For the middle school students in a Virtual Reading Group (VRG), it was easy to see their virtual discussion peers and their virtual teacher; all participants appeared simultaneously on a screen, with a separate box for each participating site. In this article, the authors offer an account of how the "realness" of virtual others was constructed by participants in a sixth grade text discussion group conducted via videoconference. They are not, of course, implying that students somehow thought on-screen others were imaginary. Their "realness" refers to another quality, developed to extend Nystrand and Gamoran's (1991) definition of substantive engagement: "a sustained personal commitment to understanding the world of a story or poem as well as literary or other issues raised by the work itself". However, they primarily consider engagement an intellectual endeavor, a relationship with content. They find this concept valuable for many reasons, but in their take on realness, they emphasize a different angle. The authors argue that seeing the other as real is characterized by a sustained individual commitment to establishing a personal and/or intellectual relationship with that other. This shifts the emphasis from the cleanly academic into a murkier social realm. Middle school students (like adults) may be more invested in securing response from certain people than from others.
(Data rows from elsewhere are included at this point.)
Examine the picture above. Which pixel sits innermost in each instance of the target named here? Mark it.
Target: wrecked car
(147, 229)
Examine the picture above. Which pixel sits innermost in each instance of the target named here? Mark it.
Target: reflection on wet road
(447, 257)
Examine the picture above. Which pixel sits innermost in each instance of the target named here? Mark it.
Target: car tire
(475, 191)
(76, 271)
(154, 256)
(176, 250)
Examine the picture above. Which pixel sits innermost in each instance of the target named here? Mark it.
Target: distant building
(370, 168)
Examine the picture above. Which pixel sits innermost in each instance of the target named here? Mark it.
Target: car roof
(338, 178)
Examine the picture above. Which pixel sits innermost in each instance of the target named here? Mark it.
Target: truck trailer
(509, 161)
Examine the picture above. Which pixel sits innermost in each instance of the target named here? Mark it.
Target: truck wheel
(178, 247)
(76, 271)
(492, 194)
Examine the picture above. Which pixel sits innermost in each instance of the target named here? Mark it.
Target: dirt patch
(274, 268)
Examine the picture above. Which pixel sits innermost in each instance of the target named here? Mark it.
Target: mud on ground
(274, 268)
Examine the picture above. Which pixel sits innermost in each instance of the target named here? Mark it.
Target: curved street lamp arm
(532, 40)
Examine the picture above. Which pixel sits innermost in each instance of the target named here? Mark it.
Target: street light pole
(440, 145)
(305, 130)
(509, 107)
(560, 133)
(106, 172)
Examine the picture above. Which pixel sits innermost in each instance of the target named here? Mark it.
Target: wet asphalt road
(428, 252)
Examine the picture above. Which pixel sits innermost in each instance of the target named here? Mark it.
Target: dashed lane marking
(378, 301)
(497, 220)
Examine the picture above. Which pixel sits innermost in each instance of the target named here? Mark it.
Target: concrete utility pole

Of course, they are not trying to idealize the relationships children strive toward; these are often fraught with ambiguity or even hostility. A literature discussion group, thus, depends not just on how students respond to the text, but on how they come to see various others as real human beings with whom it is worth engaging. (Contains 1 figure.)

Citation

Aukerman, M. & Walsh, H.W. (2009). Getting "Real" in Virtual Talk about Text. Middle School Journal, 40(4), 53-61. Retrieved October 22, 2019 from .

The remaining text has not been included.